When the Bingo playing is over he will continue to masturbate.
- Acknowledge his need to express sexual feelings: e.g., "Mr. Jones,
you really miss being close to a woman and having sex." Use these Validation
techniques:
- Reminiscing: e.g., "Do you remember the first time
you had sex?"
- The Preferred Sense: tap his visual memory, e.g., "What
did she look like? Did she have blue eyes?"
These Validation techniques build trust. Without trust, Validation doesn't
work. The man chuckles as he pictures the scene in his minds eye. He
remembers the moment in detail. Expressing his sexual feelings, he
does not need to act them out as much. An important Validation principle
is when
feelings are expressed and validated, they dissipate and lose their
strength.
When you are an adult child
Example: Your 92-year-old mother is diagnosed with Alzheimer's Dementia.
She hides her picture albums, her scrapbooks, and her wedding ring,
and then she accuses you of throwing her precious things away. When you
find her ring and her pictures, she turns her back on you and walks
away, muttering "How do you know where they were? You got them out of
the garbage can where you threw them." Should you:
- Convince your mother that she hid her things herself. Show her where
you found her things. Assure her that you do not need her things.
You have your own wedding ring.
- No. Your mother will argue with you because on an unconscious level
of awareness, she knows you are right. She hid her precious things
in the middle of the night herself, but she cannot admit it. She
cannot be honest with herself. She never was. She hid her things
on purpose to express her feelings of loss. Her picture albums,
her scrapbooks, and her wedding ring symbolize her losses: her
youth, her husband, her sexuality. She feels as if she is being
thrown in the garbage. She accuses other people of robbing her
because she cannot be responsible for what has happened to her.
She yells at the world to relieve her anger at being robbed of
her youth. When no-one listens, her accusations increase.
- Use the "Therapeutic lie." Agree with her. e.g., Yes, you stole
her wedding ring and picture album, but now you are returning them.
She doesn't
have to worry. You won't steal them again.
- No. Your mother will be quiet for a moment, but she will not trust you.
Deep down, she knows you are lying, patronizing her to keep her
quiet. The next night, she will hide her things again. She needs
to vent her feelings at being robbed, but no one hears.

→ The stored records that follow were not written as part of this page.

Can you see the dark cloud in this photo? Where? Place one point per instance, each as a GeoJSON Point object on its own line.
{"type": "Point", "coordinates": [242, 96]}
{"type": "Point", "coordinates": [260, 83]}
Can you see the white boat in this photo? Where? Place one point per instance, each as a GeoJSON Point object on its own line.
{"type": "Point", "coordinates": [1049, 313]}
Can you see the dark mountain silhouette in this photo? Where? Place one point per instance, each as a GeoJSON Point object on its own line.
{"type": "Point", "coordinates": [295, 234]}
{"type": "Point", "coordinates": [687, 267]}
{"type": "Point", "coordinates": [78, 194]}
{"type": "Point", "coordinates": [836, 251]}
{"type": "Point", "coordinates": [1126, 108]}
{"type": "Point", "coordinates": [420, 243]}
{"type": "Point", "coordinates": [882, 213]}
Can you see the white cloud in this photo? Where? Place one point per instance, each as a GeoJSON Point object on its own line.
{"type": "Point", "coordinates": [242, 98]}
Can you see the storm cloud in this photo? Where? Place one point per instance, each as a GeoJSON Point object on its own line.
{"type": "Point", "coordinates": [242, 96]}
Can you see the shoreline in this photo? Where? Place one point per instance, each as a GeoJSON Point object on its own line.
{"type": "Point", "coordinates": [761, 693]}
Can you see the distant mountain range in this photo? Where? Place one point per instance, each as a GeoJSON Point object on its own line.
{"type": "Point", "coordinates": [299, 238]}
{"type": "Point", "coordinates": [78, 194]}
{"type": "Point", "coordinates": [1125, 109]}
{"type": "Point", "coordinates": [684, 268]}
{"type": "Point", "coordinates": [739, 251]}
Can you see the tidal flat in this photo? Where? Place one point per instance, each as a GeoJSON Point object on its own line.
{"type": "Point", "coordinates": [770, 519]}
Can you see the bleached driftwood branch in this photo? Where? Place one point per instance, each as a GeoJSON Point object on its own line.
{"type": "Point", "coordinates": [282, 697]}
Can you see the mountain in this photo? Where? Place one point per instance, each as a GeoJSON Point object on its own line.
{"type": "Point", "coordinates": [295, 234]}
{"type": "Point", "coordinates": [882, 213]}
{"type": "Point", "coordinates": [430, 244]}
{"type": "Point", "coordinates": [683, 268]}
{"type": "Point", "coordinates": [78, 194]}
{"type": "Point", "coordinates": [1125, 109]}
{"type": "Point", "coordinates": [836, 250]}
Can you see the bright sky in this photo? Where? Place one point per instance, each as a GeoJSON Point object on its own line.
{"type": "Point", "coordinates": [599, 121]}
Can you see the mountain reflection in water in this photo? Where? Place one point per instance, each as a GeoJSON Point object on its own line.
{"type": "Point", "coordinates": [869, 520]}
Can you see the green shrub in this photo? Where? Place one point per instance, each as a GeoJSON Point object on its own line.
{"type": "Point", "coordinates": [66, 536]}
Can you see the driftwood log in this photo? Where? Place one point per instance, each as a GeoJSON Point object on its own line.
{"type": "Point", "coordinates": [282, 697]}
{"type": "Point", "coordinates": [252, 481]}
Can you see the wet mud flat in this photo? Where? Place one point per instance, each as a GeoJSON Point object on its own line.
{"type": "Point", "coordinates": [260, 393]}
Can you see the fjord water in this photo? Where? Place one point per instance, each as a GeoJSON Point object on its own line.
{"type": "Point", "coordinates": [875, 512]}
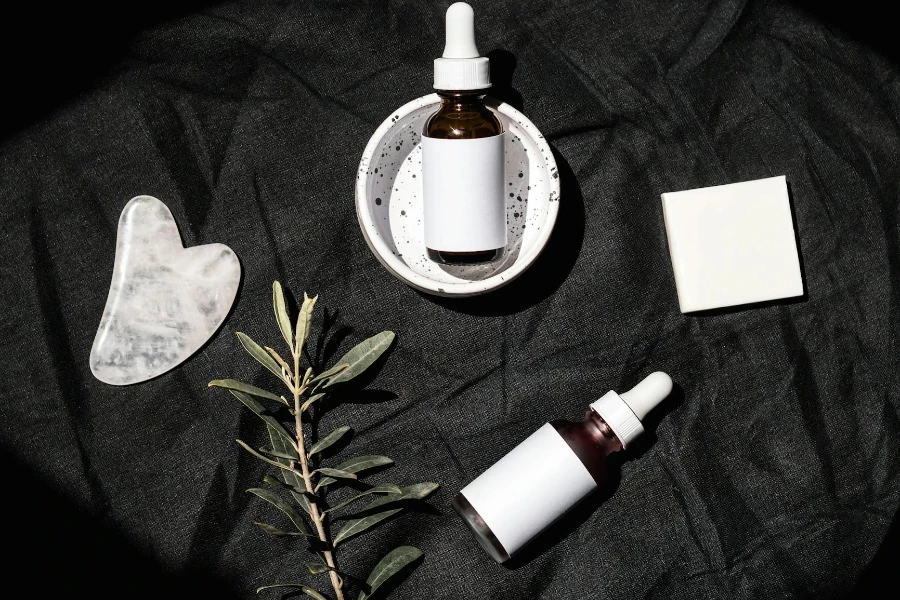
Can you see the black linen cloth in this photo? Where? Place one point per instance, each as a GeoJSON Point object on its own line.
{"type": "Point", "coordinates": [772, 472]}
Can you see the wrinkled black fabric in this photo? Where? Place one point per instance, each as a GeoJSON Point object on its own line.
{"type": "Point", "coordinates": [771, 473]}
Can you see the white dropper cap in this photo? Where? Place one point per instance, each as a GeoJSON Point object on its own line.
{"type": "Point", "coordinates": [462, 67]}
{"type": "Point", "coordinates": [624, 413]}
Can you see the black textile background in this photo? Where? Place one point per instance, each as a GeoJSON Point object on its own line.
{"type": "Point", "coordinates": [771, 473]}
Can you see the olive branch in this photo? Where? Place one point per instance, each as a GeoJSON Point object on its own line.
{"type": "Point", "coordinates": [297, 459]}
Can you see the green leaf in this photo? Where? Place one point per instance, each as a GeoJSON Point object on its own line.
{"type": "Point", "coordinates": [335, 473]}
{"type": "Point", "coordinates": [261, 356]}
{"type": "Point", "coordinates": [286, 368]}
{"type": "Point", "coordinates": [284, 323]}
{"type": "Point", "coordinates": [297, 586]}
{"type": "Point", "coordinates": [317, 568]}
{"type": "Point", "coordinates": [265, 459]}
{"type": "Point", "coordinates": [263, 413]}
{"type": "Point", "coordinates": [274, 531]}
{"type": "Point", "coordinates": [379, 489]}
{"type": "Point", "coordinates": [292, 479]}
{"type": "Point", "coordinates": [279, 503]}
{"type": "Point", "coordinates": [357, 526]}
{"type": "Point", "coordinates": [362, 356]}
{"type": "Point", "coordinates": [330, 372]}
{"type": "Point", "coordinates": [303, 321]}
{"type": "Point", "coordinates": [329, 439]}
{"type": "Point", "coordinates": [357, 465]}
{"type": "Point", "coordinates": [389, 566]}
{"type": "Point", "coordinates": [418, 491]}
{"type": "Point", "coordinates": [233, 384]}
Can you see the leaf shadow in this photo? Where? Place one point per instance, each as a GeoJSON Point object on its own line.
{"type": "Point", "coordinates": [413, 505]}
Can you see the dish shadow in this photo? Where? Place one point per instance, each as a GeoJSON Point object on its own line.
{"type": "Point", "coordinates": [548, 271]}
{"type": "Point", "coordinates": [583, 511]}
{"type": "Point", "coordinates": [503, 65]}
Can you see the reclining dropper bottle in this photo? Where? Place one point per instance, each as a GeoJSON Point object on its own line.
{"type": "Point", "coordinates": [462, 155]}
{"type": "Point", "coordinates": [527, 490]}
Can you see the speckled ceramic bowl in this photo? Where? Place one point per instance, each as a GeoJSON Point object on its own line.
{"type": "Point", "coordinates": [389, 202]}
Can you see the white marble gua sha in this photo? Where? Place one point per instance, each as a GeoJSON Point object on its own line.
{"type": "Point", "coordinates": [165, 301]}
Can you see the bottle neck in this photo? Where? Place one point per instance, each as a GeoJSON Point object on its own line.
{"type": "Point", "coordinates": [601, 432]}
{"type": "Point", "coordinates": [461, 99]}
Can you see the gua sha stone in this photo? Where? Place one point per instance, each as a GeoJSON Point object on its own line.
{"type": "Point", "coordinates": [165, 301]}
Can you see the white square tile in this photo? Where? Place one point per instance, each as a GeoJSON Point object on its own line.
{"type": "Point", "coordinates": [732, 244]}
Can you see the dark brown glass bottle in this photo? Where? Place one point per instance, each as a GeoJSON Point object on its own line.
{"type": "Point", "coordinates": [559, 465]}
{"type": "Point", "coordinates": [592, 441]}
{"type": "Point", "coordinates": [463, 115]}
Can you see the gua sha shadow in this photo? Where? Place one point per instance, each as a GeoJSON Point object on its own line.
{"type": "Point", "coordinates": [165, 301]}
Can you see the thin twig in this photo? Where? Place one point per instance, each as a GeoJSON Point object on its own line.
{"type": "Point", "coordinates": [317, 517]}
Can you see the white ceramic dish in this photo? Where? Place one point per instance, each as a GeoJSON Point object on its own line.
{"type": "Point", "coordinates": [389, 202]}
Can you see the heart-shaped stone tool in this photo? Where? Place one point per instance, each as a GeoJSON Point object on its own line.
{"type": "Point", "coordinates": [165, 301]}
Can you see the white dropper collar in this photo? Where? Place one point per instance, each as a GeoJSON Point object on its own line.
{"type": "Point", "coordinates": [462, 67]}
{"type": "Point", "coordinates": [624, 413]}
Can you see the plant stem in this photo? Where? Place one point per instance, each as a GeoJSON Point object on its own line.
{"type": "Point", "coordinates": [317, 517]}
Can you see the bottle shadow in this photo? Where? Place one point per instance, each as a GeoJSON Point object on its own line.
{"type": "Point", "coordinates": [503, 65]}
{"type": "Point", "coordinates": [549, 270]}
{"type": "Point", "coordinates": [581, 512]}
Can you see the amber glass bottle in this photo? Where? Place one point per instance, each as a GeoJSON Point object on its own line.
{"type": "Point", "coordinates": [463, 116]}
{"type": "Point", "coordinates": [463, 155]}
{"type": "Point", "coordinates": [559, 465]}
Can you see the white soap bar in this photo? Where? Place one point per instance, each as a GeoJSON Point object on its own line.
{"type": "Point", "coordinates": [732, 244]}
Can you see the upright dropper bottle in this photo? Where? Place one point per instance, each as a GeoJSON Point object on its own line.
{"type": "Point", "coordinates": [462, 155]}
{"type": "Point", "coordinates": [527, 490]}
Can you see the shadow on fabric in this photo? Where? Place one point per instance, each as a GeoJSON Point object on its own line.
{"type": "Point", "coordinates": [872, 24]}
{"type": "Point", "coordinates": [55, 543]}
{"type": "Point", "coordinates": [54, 54]}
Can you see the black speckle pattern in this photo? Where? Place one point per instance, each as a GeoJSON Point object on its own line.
{"type": "Point", "coordinates": [392, 180]}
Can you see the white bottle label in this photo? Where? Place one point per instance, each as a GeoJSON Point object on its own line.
{"type": "Point", "coordinates": [465, 210]}
{"type": "Point", "coordinates": [529, 488]}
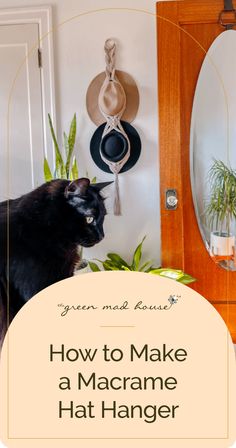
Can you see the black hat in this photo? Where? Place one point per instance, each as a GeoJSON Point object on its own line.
{"type": "Point", "coordinates": [114, 146]}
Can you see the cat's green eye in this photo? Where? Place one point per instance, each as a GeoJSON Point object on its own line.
{"type": "Point", "coordinates": [89, 219]}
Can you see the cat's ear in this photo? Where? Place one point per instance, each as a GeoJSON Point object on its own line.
{"type": "Point", "coordinates": [101, 185]}
{"type": "Point", "coordinates": [78, 187]}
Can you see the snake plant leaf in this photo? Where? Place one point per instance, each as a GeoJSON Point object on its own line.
{"type": "Point", "coordinates": [137, 256]}
{"type": "Point", "coordinates": [71, 143]}
{"type": "Point", "coordinates": [167, 272]}
{"type": "Point", "coordinates": [47, 172]}
{"type": "Point", "coordinates": [94, 267]}
{"type": "Point", "coordinates": [146, 267]}
{"type": "Point", "coordinates": [109, 266]}
{"type": "Point", "coordinates": [66, 143]}
{"type": "Point", "coordinates": [60, 167]}
{"type": "Point", "coordinates": [117, 260]}
{"type": "Point", "coordinates": [74, 170]}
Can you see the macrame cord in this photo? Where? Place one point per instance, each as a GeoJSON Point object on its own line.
{"type": "Point", "coordinates": [113, 122]}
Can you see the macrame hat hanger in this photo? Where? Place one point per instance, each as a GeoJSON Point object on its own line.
{"type": "Point", "coordinates": [115, 146]}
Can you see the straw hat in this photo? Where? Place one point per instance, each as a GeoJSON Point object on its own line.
{"type": "Point", "coordinates": [115, 145]}
{"type": "Point", "coordinates": [131, 93]}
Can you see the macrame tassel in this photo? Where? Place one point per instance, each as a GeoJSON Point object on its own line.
{"type": "Point", "coordinates": [117, 205]}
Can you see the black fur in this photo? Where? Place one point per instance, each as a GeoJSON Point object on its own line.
{"type": "Point", "coordinates": [40, 232]}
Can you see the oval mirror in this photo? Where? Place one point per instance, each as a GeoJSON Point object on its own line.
{"type": "Point", "coordinates": [213, 150]}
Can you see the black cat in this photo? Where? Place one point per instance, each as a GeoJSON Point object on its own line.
{"type": "Point", "coordinates": [39, 236]}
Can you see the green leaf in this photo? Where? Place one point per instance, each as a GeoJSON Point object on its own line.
{"type": "Point", "coordinates": [137, 256]}
{"type": "Point", "coordinates": [146, 267]}
{"type": "Point", "coordinates": [60, 167]}
{"type": "Point", "coordinates": [109, 266]}
{"type": "Point", "coordinates": [94, 267]}
{"type": "Point", "coordinates": [47, 172]}
{"type": "Point", "coordinates": [66, 144]}
{"type": "Point", "coordinates": [71, 143]}
{"type": "Point", "coordinates": [117, 260]}
{"type": "Point", "coordinates": [74, 170]}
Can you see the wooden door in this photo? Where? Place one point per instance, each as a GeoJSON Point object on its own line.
{"type": "Point", "coordinates": [22, 161]}
{"type": "Point", "coordinates": [186, 30]}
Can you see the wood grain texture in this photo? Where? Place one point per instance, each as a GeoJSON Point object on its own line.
{"type": "Point", "coordinates": [179, 63]}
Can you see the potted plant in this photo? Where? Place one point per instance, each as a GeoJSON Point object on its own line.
{"type": "Point", "coordinates": [66, 169]}
{"type": "Point", "coordinates": [115, 262]}
{"type": "Point", "coordinates": [220, 209]}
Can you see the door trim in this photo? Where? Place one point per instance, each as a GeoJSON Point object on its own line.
{"type": "Point", "coordinates": [43, 17]}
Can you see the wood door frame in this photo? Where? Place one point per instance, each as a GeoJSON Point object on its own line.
{"type": "Point", "coordinates": [42, 16]}
{"type": "Point", "coordinates": [171, 16]}
{"type": "Point", "coordinates": [182, 244]}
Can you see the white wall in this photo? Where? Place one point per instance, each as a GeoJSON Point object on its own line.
{"type": "Point", "coordinates": [78, 58]}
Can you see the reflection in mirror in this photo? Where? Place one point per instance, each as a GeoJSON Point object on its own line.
{"type": "Point", "coordinates": [213, 150]}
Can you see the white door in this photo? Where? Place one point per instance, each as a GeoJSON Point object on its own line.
{"type": "Point", "coordinates": [21, 131]}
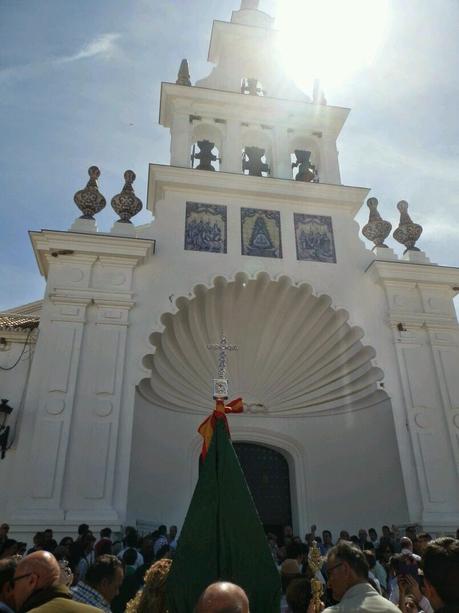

- Help her express her rage. Empathize with her fear of aging, dependence,
loneliness, and death. Understand that her possessions are symbols
of her youth. Use these Validation techniques:
- Rephrase: e.g., "Your wedding ring is gone,
and you say I have stolen it?"
- Use the visual sense: e.g., "That was that beautiful
white gold wedding ring with the date of your marriage engraved
on the inside."
- Reminisce: e.g., "How old were you when you
were married, Mom. How old was Dad. How did you meet him?"
If you genuinely listen to her, empathizing, she will tell you how much she
has lost. If you use these techniques every day, for about ten
minutes, after about three weeks, her grief will lessen. She
will stop hiding her possessions as much. She is not cured. You
can't cure aging. It's too late to give her insight. She will
not face her fears directly. But now she will feel less fearful
and safe with you,
because she trusts you because you listened and understood.